Hocevar acknowledged he has had to change how he drives.

“Last year was really, really tough for me and that’s no excuse,” Hocevar said this week. “I just was mentally wrong on a lot of things, had the wrong mindset. I wanted to win so badly that I thought I could outwork stuff and it kind of turned some people away. … I wasn’t enjoying the time there. I was letting the results dictate that.

“I was taking results too personal. If we were going to be running seventh, I took it as I was a seventh-place driver and I wasn’t good enough. So I started making desperate moves. I did desperate things at times, even last year, that I’ve been able to calm down and look myself in the mirror and had a lot of heart-to-heart conversations.”

He called the Martinsville race “a turning point” for him and knew he needed to change how he drove. He enters this weekend’s Truck race with three consecutive top-five finishes.

4. Moving forward

In a way, Zane Smith can relate to what Carson Hocevar will experience this weekend. Smith, competing in the Truck Series, made his Cup debut last year at World Wide Technology Raceway. Smith filled in for RFK Racing’s Chris Buescher, who missed the race because of COVID-19 symptoms. Smith finished 17th.

“That one that I got for RFK Racing was a huge opportunity,” Smith said of helping him get some Cup rides this season. “I was super thankful for that. I think that run we had got my stock up and then, honestly, getting the Truck championship helped that rise as well.

“I think just time in the Cup car is so important, and I think once that new Cup car came out, people realized that you don’t have to do the route of Truck, Xfinity, Cup. The Cup car is so far apart from anything, though it does kind of race like a truck, so I don’t think you need to go that round of Truck, Xfinity, Cup. I think a lot of people would agree with me on that.

“I’m happy for these Cup starts that I’m getting. I’m happy for that one that I got last year at a place like Gateway. I think every time that you’re in one you learn a lot.”

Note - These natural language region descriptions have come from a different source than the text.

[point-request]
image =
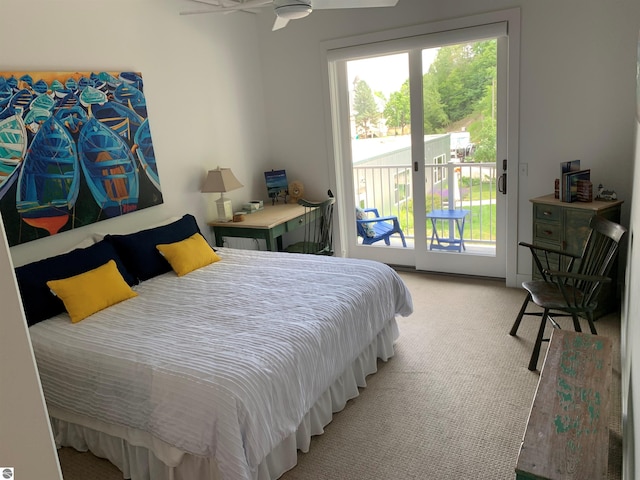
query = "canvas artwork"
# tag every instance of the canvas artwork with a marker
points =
(75, 149)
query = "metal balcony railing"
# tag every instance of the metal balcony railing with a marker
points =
(470, 186)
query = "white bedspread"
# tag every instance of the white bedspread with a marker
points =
(223, 362)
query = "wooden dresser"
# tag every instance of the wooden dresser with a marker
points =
(565, 226)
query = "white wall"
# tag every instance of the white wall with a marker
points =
(576, 92)
(226, 90)
(630, 342)
(25, 432)
(205, 103)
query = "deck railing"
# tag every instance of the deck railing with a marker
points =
(470, 186)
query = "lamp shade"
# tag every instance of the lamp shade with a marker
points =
(220, 180)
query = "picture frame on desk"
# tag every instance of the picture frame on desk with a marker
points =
(569, 186)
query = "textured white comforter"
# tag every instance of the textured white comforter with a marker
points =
(225, 361)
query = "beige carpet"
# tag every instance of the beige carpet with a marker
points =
(452, 403)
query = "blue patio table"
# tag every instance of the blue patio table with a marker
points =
(450, 243)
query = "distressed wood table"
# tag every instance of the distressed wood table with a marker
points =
(567, 434)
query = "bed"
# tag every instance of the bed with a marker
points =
(221, 373)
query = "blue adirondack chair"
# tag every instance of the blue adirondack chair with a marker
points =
(374, 228)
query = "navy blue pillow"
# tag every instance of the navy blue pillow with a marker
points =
(38, 301)
(138, 250)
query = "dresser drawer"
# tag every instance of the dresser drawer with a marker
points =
(547, 213)
(547, 233)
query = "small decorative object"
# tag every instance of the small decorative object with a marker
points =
(222, 180)
(296, 191)
(585, 191)
(605, 194)
(277, 185)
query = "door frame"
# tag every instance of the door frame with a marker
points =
(336, 49)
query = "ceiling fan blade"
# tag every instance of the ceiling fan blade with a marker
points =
(330, 4)
(217, 8)
(279, 23)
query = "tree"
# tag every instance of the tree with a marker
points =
(435, 117)
(364, 106)
(397, 111)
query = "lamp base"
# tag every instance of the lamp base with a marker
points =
(225, 210)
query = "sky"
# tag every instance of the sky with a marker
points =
(386, 73)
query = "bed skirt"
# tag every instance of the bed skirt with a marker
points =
(142, 457)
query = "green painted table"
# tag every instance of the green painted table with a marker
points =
(567, 434)
(268, 224)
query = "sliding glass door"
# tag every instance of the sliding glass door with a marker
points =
(421, 143)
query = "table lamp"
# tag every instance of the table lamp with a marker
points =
(222, 180)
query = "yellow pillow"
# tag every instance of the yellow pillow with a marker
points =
(189, 254)
(92, 291)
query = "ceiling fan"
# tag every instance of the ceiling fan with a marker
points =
(285, 10)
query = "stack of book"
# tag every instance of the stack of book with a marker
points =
(571, 176)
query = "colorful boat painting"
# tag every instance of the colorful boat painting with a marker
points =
(130, 96)
(43, 101)
(144, 150)
(13, 145)
(92, 95)
(68, 101)
(43, 190)
(36, 117)
(132, 78)
(73, 118)
(122, 120)
(109, 168)
(21, 99)
(49, 181)
(40, 87)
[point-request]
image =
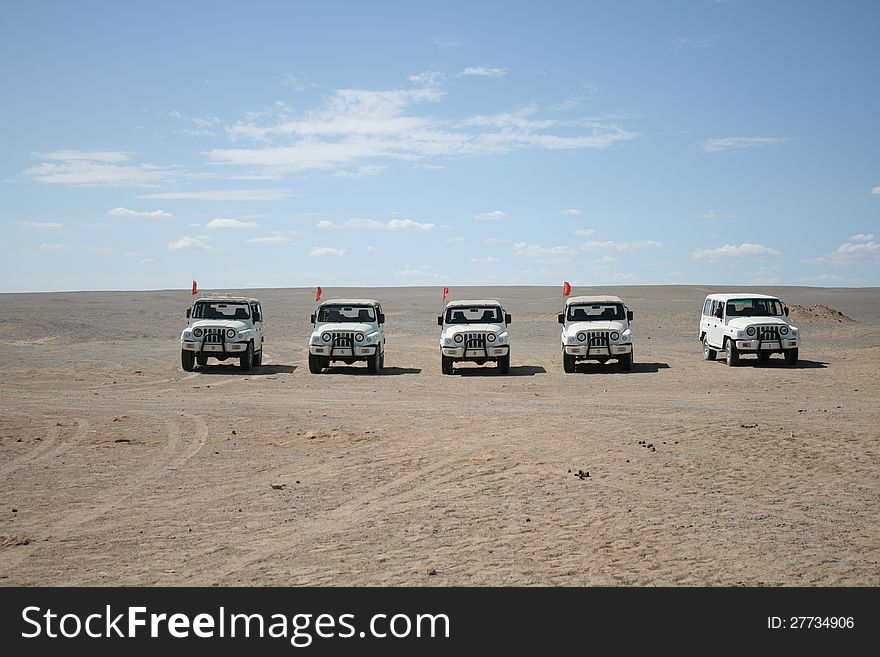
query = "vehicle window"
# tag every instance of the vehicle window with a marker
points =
(595, 312)
(476, 315)
(335, 313)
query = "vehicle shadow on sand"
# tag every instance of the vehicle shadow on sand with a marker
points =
(262, 370)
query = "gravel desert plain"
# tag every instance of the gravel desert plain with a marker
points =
(119, 468)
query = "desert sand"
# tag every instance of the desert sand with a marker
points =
(119, 468)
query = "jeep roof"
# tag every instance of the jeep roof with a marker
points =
(600, 298)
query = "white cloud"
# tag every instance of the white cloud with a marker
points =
(494, 215)
(319, 251)
(225, 195)
(125, 212)
(484, 71)
(739, 143)
(230, 223)
(275, 239)
(185, 243)
(409, 224)
(732, 251)
(40, 224)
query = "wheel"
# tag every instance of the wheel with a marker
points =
(246, 359)
(708, 352)
(732, 354)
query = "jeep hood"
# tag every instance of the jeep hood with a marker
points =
(599, 325)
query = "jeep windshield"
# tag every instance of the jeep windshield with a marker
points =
(754, 308)
(347, 314)
(220, 310)
(595, 312)
(476, 315)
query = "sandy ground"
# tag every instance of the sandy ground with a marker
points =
(119, 468)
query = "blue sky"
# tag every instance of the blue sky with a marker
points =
(275, 144)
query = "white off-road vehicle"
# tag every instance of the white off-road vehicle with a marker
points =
(474, 331)
(223, 327)
(347, 330)
(596, 328)
(747, 323)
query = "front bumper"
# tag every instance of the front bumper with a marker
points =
(489, 352)
(342, 352)
(767, 345)
(226, 348)
(586, 351)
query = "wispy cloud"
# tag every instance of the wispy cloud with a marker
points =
(151, 214)
(720, 144)
(494, 215)
(224, 195)
(745, 250)
(230, 223)
(319, 251)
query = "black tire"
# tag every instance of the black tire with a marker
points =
(246, 359)
(732, 354)
(708, 352)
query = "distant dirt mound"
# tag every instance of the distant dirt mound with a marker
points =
(818, 312)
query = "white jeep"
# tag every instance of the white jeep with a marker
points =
(747, 323)
(596, 328)
(347, 330)
(474, 331)
(223, 327)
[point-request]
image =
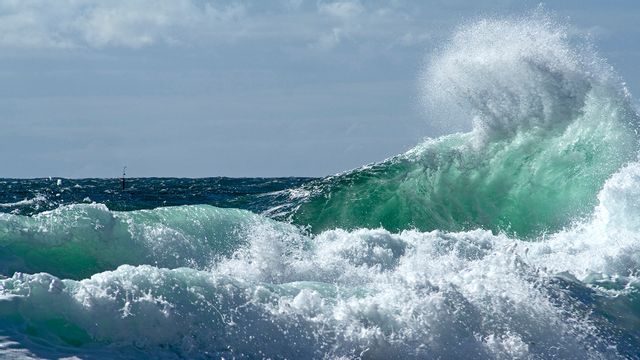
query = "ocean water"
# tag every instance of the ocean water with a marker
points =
(517, 239)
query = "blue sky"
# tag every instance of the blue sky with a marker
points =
(200, 88)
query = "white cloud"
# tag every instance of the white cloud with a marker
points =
(341, 9)
(119, 23)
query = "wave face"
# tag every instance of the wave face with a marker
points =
(550, 124)
(518, 239)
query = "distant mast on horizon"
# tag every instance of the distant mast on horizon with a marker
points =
(124, 173)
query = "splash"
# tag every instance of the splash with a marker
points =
(551, 122)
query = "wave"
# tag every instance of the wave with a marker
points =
(551, 122)
(518, 239)
(367, 293)
(76, 241)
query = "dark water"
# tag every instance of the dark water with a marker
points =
(31, 196)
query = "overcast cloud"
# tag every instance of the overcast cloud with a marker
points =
(236, 88)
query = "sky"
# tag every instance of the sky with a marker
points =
(198, 88)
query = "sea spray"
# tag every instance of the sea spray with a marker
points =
(551, 123)
(517, 239)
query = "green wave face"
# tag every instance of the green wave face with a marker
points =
(550, 125)
(79, 240)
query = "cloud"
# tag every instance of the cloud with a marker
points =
(113, 23)
(341, 9)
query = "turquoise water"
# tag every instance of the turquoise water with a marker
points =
(516, 239)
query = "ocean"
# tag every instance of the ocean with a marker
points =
(519, 238)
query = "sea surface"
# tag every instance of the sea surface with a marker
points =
(519, 238)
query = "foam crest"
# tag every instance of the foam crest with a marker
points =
(516, 74)
(76, 241)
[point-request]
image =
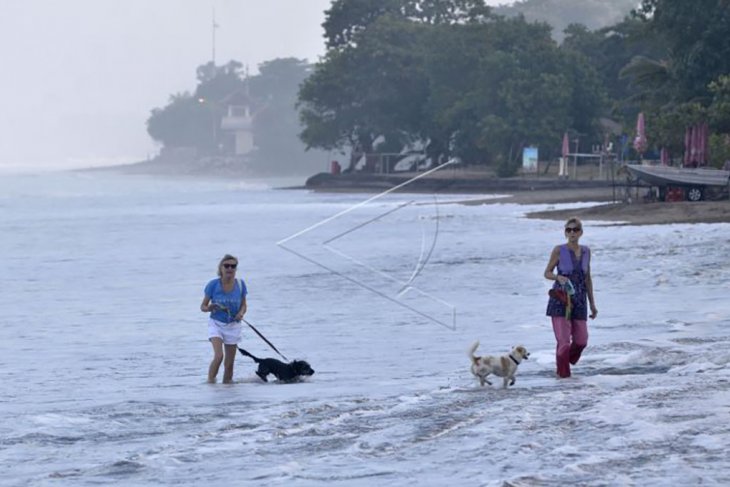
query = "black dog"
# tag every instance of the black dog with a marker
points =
(282, 371)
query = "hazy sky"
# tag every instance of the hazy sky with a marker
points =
(81, 76)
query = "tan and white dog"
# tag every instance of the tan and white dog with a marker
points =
(504, 366)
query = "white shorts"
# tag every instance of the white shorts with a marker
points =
(230, 333)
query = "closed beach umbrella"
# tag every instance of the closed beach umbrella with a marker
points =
(704, 132)
(640, 140)
(664, 156)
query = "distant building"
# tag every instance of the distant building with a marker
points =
(239, 121)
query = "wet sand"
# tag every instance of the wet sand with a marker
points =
(634, 213)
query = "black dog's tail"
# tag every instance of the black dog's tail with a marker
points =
(243, 352)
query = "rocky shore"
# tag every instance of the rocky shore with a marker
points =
(612, 203)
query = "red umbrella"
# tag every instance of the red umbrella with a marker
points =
(640, 140)
(664, 156)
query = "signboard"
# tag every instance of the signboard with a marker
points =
(529, 159)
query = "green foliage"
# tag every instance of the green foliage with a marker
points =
(719, 109)
(452, 75)
(696, 37)
(194, 120)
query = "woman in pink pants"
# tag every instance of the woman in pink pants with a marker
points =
(567, 303)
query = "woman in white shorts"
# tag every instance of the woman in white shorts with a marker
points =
(225, 300)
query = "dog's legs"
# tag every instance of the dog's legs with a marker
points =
(263, 372)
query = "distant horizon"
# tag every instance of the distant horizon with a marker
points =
(91, 109)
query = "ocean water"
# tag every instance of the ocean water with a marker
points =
(104, 354)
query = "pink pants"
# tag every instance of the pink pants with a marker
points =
(572, 338)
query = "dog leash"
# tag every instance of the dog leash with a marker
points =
(264, 339)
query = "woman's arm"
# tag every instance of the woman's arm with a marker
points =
(242, 309)
(204, 306)
(589, 290)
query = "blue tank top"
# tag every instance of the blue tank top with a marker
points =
(229, 303)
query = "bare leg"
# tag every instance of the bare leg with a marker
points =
(228, 364)
(215, 364)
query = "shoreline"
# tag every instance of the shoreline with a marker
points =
(606, 195)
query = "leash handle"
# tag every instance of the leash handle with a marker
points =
(265, 339)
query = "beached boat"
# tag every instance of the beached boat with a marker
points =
(679, 176)
(690, 182)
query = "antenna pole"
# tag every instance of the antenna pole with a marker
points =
(214, 27)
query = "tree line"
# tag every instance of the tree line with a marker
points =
(460, 79)
(464, 81)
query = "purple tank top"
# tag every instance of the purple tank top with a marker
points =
(565, 263)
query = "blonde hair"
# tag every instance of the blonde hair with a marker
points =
(225, 258)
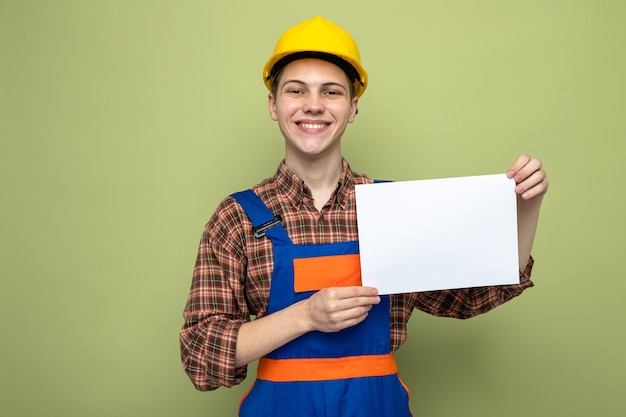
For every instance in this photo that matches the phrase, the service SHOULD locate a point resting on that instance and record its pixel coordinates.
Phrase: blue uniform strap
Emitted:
(264, 222)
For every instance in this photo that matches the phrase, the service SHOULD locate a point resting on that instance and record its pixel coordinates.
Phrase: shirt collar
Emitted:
(298, 192)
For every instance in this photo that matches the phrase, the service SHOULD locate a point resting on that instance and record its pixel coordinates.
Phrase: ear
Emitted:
(355, 109)
(271, 104)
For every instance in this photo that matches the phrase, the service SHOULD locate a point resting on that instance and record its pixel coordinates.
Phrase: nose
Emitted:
(314, 104)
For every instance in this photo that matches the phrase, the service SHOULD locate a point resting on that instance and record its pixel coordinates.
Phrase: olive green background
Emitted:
(123, 123)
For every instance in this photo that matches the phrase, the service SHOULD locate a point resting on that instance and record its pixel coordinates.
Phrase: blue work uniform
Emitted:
(348, 373)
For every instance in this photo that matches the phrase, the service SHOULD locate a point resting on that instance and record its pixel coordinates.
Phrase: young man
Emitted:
(286, 251)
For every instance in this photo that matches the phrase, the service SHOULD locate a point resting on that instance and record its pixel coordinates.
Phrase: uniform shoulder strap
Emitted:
(264, 222)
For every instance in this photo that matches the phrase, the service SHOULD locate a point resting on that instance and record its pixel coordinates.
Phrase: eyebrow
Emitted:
(327, 84)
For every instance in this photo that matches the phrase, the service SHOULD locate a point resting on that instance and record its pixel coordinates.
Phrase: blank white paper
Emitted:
(438, 234)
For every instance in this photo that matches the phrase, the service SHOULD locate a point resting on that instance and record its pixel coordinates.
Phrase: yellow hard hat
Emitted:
(317, 38)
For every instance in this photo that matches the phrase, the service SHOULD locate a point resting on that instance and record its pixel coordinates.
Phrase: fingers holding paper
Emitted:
(530, 177)
(336, 308)
(531, 185)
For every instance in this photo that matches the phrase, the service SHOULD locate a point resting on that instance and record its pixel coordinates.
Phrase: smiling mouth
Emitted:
(312, 126)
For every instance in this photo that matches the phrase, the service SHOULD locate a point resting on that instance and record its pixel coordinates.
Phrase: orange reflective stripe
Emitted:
(324, 369)
(312, 274)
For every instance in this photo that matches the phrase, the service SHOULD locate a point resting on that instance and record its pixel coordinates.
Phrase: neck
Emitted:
(321, 176)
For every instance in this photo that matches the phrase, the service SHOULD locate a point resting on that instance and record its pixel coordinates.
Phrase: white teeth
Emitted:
(312, 125)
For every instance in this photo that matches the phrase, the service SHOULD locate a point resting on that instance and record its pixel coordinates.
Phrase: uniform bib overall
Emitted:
(348, 373)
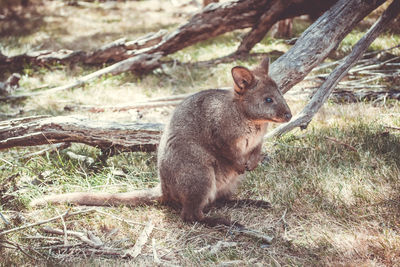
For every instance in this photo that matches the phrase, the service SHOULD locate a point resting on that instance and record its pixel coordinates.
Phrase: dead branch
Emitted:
(42, 130)
(341, 143)
(139, 64)
(51, 148)
(64, 215)
(118, 50)
(315, 44)
(303, 118)
(81, 236)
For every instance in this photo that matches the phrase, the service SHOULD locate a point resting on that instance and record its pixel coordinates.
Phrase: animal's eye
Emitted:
(268, 100)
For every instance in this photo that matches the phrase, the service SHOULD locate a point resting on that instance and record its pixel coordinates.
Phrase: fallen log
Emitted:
(112, 52)
(108, 136)
(138, 64)
(214, 20)
(305, 116)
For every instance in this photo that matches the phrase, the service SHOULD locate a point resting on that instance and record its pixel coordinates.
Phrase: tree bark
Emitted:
(315, 44)
(214, 20)
(303, 118)
(33, 131)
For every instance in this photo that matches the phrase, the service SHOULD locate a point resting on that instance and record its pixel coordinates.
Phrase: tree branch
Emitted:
(42, 130)
(303, 118)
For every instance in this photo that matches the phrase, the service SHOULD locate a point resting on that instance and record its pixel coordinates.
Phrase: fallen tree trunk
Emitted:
(305, 116)
(214, 20)
(139, 63)
(116, 51)
(328, 31)
(41, 130)
(315, 44)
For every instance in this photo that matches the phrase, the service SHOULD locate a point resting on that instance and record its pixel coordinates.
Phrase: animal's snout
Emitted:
(288, 116)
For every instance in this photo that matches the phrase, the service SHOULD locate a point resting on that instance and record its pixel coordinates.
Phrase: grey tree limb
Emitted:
(304, 117)
(315, 44)
(41, 130)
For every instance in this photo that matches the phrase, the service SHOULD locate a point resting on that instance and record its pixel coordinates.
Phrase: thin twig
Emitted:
(64, 215)
(341, 143)
(144, 236)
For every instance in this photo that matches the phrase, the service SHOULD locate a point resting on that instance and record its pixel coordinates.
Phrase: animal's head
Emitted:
(258, 95)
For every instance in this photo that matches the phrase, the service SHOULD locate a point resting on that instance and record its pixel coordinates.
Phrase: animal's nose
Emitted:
(288, 116)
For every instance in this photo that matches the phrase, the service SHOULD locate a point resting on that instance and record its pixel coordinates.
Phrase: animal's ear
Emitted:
(243, 78)
(265, 64)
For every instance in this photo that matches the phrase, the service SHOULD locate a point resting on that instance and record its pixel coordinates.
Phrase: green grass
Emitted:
(334, 188)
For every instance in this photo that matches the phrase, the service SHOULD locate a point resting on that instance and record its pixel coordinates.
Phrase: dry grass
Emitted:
(331, 205)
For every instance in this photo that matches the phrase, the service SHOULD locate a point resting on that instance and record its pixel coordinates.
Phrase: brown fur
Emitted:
(212, 138)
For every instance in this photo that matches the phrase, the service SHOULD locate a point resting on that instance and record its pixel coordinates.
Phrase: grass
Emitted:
(334, 188)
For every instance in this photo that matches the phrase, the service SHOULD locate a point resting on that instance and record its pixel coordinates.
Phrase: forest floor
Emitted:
(334, 188)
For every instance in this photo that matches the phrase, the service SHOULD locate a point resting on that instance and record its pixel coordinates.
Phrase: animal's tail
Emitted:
(134, 198)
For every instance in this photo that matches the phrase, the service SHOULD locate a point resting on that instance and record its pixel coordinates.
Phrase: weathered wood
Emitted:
(315, 44)
(214, 20)
(304, 117)
(347, 96)
(113, 52)
(32, 131)
(137, 64)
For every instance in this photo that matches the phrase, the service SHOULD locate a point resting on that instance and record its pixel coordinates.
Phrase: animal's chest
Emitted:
(251, 138)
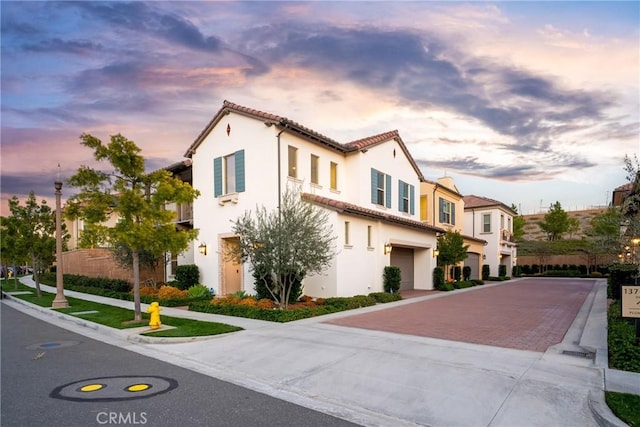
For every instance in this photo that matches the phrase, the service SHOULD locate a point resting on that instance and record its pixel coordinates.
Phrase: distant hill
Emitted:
(532, 230)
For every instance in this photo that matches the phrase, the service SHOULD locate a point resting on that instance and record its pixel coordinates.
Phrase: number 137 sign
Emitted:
(630, 301)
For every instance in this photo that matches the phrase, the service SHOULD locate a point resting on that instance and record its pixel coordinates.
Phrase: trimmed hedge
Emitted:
(331, 305)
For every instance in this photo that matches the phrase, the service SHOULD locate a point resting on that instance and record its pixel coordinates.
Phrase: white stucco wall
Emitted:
(357, 268)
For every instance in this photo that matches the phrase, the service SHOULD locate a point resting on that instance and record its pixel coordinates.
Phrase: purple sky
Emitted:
(525, 102)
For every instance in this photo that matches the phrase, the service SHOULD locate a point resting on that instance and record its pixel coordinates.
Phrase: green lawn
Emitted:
(625, 406)
(122, 318)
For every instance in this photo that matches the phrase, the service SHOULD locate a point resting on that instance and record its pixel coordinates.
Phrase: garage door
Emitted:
(473, 262)
(403, 258)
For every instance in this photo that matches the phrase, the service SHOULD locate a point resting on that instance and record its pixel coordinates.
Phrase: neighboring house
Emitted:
(442, 205)
(246, 158)
(492, 221)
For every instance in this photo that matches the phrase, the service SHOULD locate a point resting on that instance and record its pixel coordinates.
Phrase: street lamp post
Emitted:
(59, 301)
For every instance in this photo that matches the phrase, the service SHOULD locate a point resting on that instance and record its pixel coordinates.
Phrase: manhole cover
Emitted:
(52, 344)
(108, 389)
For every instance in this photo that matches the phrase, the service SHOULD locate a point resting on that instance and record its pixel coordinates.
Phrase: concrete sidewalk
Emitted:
(386, 379)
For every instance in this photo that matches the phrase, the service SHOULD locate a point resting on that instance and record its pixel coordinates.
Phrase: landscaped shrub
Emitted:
(148, 291)
(502, 270)
(624, 347)
(486, 271)
(198, 291)
(383, 297)
(562, 273)
(438, 278)
(187, 276)
(169, 292)
(620, 274)
(466, 273)
(463, 284)
(457, 273)
(391, 278)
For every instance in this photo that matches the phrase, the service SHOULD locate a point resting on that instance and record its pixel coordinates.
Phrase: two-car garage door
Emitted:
(403, 258)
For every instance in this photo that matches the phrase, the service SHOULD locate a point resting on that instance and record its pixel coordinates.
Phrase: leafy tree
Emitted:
(136, 198)
(10, 250)
(574, 226)
(518, 224)
(33, 233)
(452, 249)
(555, 223)
(285, 245)
(603, 236)
(631, 205)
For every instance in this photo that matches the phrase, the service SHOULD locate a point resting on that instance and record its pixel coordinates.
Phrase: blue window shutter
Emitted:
(374, 186)
(239, 171)
(387, 189)
(217, 176)
(453, 214)
(412, 199)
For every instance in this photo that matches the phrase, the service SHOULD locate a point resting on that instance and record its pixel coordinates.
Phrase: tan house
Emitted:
(442, 205)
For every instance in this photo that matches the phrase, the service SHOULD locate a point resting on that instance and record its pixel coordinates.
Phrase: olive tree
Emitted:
(284, 245)
(136, 198)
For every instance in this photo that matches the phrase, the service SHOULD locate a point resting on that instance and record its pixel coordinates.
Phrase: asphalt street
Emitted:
(55, 377)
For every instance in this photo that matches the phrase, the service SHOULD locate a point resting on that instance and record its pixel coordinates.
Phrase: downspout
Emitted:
(279, 170)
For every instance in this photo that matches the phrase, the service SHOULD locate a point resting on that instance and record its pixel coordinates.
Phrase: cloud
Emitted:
(140, 17)
(57, 45)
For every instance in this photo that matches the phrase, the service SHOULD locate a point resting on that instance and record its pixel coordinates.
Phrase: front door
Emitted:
(231, 280)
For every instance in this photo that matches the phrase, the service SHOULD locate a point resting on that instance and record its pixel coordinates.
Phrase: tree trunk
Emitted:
(36, 278)
(136, 285)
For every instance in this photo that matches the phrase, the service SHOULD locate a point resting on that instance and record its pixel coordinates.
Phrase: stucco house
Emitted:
(442, 205)
(492, 221)
(371, 187)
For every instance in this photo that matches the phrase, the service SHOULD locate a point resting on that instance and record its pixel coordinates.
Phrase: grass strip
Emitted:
(121, 318)
(625, 406)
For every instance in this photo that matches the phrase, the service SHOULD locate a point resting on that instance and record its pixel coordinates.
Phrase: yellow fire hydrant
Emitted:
(154, 309)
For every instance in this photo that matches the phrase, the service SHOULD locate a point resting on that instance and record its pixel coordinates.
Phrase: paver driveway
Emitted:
(527, 314)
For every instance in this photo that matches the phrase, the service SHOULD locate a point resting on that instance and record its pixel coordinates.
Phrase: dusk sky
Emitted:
(524, 102)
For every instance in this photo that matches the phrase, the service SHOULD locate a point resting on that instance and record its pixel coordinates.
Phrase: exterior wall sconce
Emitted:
(203, 248)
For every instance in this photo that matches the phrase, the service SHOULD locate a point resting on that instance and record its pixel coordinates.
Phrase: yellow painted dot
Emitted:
(138, 387)
(91, 387)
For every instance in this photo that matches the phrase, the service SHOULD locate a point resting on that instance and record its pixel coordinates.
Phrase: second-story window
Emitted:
(406, 196)
(380, 188)
(228, 174)
(486, 223)
(333, 172)
(314, 169)
(293, 162)
(447, 212)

Smith has made five Cup starts this season, finishing a career-best 10th in last week’s Coca-Cola 600 for Front Row Motorsports. The former Truck champion has two Truck series wins this year and is third in the season standings.

5. Notable numbers

A look at some of notable numbers heading into this weekend’s Cup race at World Wide Technology Raceway in Madison, Illinois:

5 — Most points wins in the Next Gen car (William Byron, Kyle Larson, Joey Logano, Chase Elliott)

7 — Different winners in the last seven points races: Christopher Bell (Bristol Dirt), Kyle Larson (Martinsville), Kyle Busch (Talladega), Martin Truex Jr. (Dover), Denny Hamlin (Kansas), William Byron (Darlington), Ryan Blaney (Coca-Cola 600).

17 — Points between first (Ross Chastain) and sixth (Christopher Bell) in the Cup standings

88 — Degrees at Kansas, the hottest temperature for a Cup race this season (the forecast for Sunday’s race calls for a high in the low 90s)

100 — Consecutive start for Austin Dillon this weekend

500 — Cup start for Brad Keselowski this weekend

687 — Laps led by William Byron, most by any Cup driver this season

805 — Cup start for Kevin Harvick this weekend, tying him with Jeff Gordon for ninth on the all-time list.